Ces dernières années, le projet a permis de planter des centaines de milliers d’arbres sur des terrains dégradés dans plusieurs provinces montagneuses, de Lao Cai à Lai Chau, Dien Bien, Phu Tho, Son La et Hoa Binh (au Nord du Vietnam). Au-delà du reboisement, l’initiative ouvre également de nouvelles perspectives économiques grâce à un modèle de subsistance « multi-étagé », associant arbres forestiers, fruitiers et plantes médicinales.
D’un rêve individuel à un mouvement collectif
À l’origine de ce projet se trouve Sung A Cai, un jeune Hmong originaire de la commune de Van Chan (province de Lao Cai). Issu d’une famille modeste de six enfants, il a grandi dans des conditions difficiles. « Mon père est tombé malade lorsque j’étais en sixième, et toute la charge familiale reposait sur ma mère. Les repas étaient souvent très simples », se souvient-il.
Malgré les obstacles, il poursuit ses études loin de chez lui, avant d’être admis à l’Université pédagogique de Hanoï. C’est avec ses économies issues de bourses et de récompenses scolaires qu’il achète ses 1 000 premiers plants. « J’ai convaincu ma famille de planter des arbres. Je leur disais simplement : avec la forêt, il y aura moins de catastrophes et plus d’eau », explique-t-il.
À partir de cette première initiative, le projet s’étend progressivement grâce à l’implication de bénévoles, d’étudiants et d’organisations locales. Aujourd’hui, le programme « Un million d’arbres » a permis de planter plus de 950 000 arbres, contribuant à atténuer les effets du changement climatique.
Changer les mentalités pour un développement durable
Pour Sung A Cai, le principal défi ne réside pas dans la plantation d’arbres, mais dans l’évolution des mentalités. « Les habitants privilégiaient les cultures à court terme et ne percevaient pas encore la valeur à long terme de la forêt », souligne-t-il.

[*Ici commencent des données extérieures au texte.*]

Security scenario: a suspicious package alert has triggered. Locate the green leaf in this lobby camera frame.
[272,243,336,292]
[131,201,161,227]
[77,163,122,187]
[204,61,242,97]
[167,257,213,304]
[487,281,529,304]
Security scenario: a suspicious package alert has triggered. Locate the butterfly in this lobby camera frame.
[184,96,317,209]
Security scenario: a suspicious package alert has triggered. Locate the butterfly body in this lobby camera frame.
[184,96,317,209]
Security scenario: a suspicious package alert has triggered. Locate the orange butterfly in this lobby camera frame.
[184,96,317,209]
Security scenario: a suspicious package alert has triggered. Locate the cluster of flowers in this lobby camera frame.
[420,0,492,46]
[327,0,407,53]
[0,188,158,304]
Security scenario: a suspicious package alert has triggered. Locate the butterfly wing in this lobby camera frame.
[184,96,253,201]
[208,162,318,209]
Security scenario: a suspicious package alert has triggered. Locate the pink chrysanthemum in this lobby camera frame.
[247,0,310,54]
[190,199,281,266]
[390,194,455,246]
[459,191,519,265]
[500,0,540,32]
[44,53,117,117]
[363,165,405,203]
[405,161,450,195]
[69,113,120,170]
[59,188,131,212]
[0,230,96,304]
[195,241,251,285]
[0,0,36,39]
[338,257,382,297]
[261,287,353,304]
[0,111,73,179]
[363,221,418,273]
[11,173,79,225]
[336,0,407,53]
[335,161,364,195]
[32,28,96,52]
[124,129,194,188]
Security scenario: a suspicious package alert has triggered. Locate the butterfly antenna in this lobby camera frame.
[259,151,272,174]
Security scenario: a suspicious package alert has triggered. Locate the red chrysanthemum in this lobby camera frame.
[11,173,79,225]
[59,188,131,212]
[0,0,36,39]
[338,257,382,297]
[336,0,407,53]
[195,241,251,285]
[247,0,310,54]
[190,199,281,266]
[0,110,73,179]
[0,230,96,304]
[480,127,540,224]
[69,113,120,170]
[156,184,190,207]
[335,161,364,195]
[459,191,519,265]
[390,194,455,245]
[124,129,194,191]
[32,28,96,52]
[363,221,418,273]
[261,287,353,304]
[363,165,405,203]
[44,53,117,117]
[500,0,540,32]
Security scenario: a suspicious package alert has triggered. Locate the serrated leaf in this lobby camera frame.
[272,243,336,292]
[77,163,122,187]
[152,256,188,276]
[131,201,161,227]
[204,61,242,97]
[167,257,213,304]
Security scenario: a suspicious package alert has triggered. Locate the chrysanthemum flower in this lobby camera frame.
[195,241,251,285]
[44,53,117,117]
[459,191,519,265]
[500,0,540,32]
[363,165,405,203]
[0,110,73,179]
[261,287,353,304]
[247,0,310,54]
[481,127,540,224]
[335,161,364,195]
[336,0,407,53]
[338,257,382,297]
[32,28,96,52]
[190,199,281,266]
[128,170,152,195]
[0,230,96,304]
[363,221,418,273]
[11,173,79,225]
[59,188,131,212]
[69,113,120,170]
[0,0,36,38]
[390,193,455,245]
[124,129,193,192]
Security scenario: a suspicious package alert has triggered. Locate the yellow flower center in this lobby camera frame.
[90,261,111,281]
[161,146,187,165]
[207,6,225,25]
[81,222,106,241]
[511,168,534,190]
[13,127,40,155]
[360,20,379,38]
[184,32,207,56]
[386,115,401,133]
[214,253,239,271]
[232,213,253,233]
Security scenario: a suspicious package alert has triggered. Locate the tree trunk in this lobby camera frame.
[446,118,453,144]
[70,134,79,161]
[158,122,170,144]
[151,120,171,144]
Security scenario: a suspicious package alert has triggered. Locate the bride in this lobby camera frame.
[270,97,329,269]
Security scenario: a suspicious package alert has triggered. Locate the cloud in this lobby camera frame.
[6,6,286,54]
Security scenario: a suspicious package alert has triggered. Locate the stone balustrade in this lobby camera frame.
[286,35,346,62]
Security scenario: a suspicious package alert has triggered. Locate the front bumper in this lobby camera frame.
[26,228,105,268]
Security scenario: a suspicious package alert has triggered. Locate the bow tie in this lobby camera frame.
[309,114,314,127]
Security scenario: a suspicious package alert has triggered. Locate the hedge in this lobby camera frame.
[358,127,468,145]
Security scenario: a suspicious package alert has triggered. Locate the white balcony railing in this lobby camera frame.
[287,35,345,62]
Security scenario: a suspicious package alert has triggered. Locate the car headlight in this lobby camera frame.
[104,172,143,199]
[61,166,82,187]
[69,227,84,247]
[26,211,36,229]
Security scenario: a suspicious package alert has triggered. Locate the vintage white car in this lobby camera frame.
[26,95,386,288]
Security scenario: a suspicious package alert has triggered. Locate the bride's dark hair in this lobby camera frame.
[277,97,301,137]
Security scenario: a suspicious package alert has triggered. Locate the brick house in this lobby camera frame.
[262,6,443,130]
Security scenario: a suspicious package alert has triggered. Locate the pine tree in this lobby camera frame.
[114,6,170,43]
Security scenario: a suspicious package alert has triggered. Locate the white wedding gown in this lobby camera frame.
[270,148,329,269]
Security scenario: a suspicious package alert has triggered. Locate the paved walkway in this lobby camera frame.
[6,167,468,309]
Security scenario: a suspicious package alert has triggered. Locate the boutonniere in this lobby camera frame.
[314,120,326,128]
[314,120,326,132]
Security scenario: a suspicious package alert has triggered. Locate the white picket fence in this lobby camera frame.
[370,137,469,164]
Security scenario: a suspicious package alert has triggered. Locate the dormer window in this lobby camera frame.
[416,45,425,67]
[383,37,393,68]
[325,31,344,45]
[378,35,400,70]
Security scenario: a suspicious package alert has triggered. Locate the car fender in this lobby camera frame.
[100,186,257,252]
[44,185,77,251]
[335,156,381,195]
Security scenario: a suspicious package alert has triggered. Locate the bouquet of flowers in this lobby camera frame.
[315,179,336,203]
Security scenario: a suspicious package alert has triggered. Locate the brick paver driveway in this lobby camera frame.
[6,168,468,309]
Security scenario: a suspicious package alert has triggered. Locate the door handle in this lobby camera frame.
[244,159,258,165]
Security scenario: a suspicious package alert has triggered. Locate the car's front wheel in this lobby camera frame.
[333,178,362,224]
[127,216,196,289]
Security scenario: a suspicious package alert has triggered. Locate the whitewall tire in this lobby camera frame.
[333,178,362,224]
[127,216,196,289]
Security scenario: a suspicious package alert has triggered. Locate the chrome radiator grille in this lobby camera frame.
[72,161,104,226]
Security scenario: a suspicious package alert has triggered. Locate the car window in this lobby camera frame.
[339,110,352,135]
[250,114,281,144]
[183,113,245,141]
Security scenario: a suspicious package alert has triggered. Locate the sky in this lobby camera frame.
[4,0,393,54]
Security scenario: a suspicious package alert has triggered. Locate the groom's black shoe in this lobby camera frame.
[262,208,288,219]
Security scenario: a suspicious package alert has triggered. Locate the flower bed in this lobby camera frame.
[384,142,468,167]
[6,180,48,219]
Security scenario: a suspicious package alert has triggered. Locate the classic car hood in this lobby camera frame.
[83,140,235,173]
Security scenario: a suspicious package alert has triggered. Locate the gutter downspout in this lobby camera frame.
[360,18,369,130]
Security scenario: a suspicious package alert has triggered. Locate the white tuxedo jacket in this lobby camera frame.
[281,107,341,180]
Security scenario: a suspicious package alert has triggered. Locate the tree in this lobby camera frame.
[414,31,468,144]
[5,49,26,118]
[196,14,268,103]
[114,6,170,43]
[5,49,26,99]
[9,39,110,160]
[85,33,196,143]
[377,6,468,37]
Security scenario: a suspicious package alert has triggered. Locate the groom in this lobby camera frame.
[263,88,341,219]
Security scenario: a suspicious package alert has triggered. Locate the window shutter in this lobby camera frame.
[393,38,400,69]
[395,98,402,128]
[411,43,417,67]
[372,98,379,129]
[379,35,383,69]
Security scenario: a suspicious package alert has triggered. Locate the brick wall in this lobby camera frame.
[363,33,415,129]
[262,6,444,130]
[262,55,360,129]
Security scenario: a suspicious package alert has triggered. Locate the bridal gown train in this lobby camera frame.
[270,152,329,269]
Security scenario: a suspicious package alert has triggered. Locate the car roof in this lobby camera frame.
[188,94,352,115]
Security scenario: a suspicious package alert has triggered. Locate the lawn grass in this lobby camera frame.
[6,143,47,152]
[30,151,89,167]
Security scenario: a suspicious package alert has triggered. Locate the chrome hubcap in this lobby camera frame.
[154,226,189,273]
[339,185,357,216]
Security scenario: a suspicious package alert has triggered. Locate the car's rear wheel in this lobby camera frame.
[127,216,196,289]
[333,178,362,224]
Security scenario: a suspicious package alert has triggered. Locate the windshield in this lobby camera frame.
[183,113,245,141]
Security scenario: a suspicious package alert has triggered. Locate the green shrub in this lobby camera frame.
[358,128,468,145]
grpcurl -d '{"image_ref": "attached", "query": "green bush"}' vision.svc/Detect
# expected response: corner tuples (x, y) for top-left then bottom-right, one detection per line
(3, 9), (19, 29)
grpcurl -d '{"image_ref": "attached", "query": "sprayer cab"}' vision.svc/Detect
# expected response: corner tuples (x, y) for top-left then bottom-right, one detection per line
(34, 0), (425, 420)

Pour convaincre, il mise sur des modèles pilotes. En découvrant les bénéfices concrets, les populations locales commencent à adopter ces pratiques. Le modèle agroforestier mis en place permet de diversifier les revenus et de réduire les risques, en combinant cultures forestières, fruitières et médicinales.

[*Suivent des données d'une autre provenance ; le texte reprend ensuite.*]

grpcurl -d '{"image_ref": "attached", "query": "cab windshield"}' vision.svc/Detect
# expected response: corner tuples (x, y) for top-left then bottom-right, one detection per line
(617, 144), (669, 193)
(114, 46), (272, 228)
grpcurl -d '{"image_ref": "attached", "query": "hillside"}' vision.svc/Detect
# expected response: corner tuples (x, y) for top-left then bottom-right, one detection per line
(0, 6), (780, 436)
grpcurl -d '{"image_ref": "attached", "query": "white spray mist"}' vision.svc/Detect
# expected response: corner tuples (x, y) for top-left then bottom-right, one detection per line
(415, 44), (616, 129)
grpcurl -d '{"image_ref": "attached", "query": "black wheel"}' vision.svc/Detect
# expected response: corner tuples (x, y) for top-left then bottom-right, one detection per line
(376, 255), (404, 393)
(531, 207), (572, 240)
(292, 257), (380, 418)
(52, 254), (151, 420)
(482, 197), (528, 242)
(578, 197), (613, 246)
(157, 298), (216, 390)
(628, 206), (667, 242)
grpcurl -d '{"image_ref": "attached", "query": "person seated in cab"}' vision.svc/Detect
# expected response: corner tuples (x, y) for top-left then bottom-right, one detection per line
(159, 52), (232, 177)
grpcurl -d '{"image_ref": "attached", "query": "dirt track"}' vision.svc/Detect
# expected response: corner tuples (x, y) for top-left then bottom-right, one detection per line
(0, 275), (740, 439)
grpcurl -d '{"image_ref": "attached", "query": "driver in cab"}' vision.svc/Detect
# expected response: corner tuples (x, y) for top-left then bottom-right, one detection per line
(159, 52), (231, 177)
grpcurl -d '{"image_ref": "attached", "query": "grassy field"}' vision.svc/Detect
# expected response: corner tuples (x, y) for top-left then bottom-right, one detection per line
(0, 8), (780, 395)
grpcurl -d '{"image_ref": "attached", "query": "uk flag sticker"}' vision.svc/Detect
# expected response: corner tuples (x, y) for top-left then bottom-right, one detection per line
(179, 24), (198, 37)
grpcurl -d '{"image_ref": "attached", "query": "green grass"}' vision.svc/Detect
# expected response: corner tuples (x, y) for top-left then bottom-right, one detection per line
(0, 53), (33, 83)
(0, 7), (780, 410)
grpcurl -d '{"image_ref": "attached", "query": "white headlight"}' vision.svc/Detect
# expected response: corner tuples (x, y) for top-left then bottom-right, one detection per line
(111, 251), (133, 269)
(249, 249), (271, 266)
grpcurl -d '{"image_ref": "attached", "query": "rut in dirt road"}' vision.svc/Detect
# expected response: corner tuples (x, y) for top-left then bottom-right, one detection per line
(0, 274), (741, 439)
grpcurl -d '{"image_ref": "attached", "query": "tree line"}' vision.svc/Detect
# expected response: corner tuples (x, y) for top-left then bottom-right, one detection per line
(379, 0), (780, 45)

« Nous ne voulons pas seulement planter des arbres, mais permettre aux habitants de vivre de la forêt », insiste-t-il. Une approche qui favorise à la fois la protection des ressources naturelles et la stabilité économique des communautés.
Une jeunesse engagée au cœur du changement
L’expérience de Sung A Cai illustre le rôle croissant des jeunes des régions montagneuses dans la transformation économique locale. Grâce à leur accès au savoir et à leur capacité de mobilisation, ils deviennent des acteurs clés du développement.

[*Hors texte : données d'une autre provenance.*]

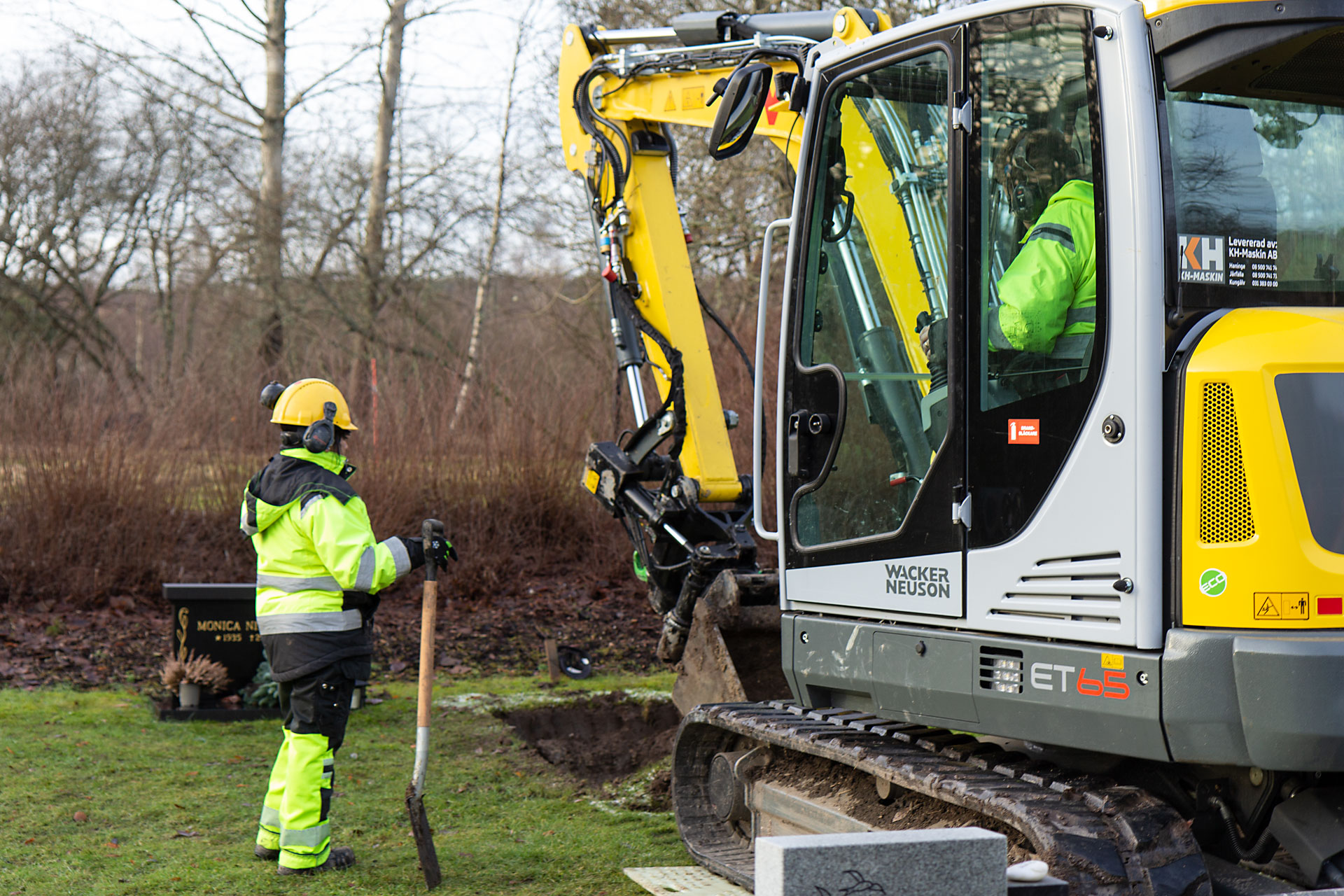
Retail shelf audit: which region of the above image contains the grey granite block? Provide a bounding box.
[755,827,1008,896]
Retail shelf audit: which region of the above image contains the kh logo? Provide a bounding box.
[1180,234,1227,284]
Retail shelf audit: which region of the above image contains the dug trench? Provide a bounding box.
[497,690,681,811]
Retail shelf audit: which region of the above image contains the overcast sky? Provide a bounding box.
[0,0,562,152]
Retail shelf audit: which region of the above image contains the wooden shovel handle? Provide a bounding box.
[415,579,438,728]
[415,520,444,728]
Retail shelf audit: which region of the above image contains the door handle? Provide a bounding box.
[785,411,812,479]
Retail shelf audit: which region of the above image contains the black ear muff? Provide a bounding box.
[260,380,285,411]
[304,402,336,454]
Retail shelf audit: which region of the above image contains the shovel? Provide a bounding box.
[406,520,444,889]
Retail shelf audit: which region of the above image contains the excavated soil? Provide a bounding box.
[500,692,681,797]
[762,756,1037,864]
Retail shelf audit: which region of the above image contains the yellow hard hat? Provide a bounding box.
[270,379,359,433]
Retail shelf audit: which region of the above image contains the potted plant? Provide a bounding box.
[160,650,228,709]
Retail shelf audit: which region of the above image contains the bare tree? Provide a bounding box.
[447,0,538,433]
[0,60,167,380]
[78,0,370,364]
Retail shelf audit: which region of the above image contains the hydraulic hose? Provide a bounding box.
[1208,795,1274,864]
[663,125,680,193]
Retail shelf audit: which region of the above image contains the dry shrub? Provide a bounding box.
[159,650,228,693]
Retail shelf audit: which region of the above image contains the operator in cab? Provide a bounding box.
[919,127,1097,370]
[241,379,456,874]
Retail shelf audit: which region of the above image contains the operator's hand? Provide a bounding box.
[425,535,457,570]
[396,535,425,570]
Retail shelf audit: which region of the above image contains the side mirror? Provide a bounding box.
[710,62,774,158]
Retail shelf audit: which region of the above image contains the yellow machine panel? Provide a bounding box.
[1179,307,1344,629]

« Les jeunes ne remplacent pas les générations précédentes, ils les complètent », affirme-t-il, soulignant l’importance de conjuguer innovation et savoir-faire traditionnel.
Au fil des années, les forêts plantées ont non seulement transformé les paysages, mais aussi les perceptions. De plus en plus de familles adoptent des cultures durables et s’inscrivent dans une logique de développement à long terme.
Pour son engagement, Sung A Cai a reçu plusieurs distinctions, dont le prix « Jeunesse engagée pour la communauté » (2022), « Jeune inspirant » (2023) et « Volontariat national » (2024). Des reconnaissances qui témoignent d’un parcours exemplaire et d’une volonté de changement durable.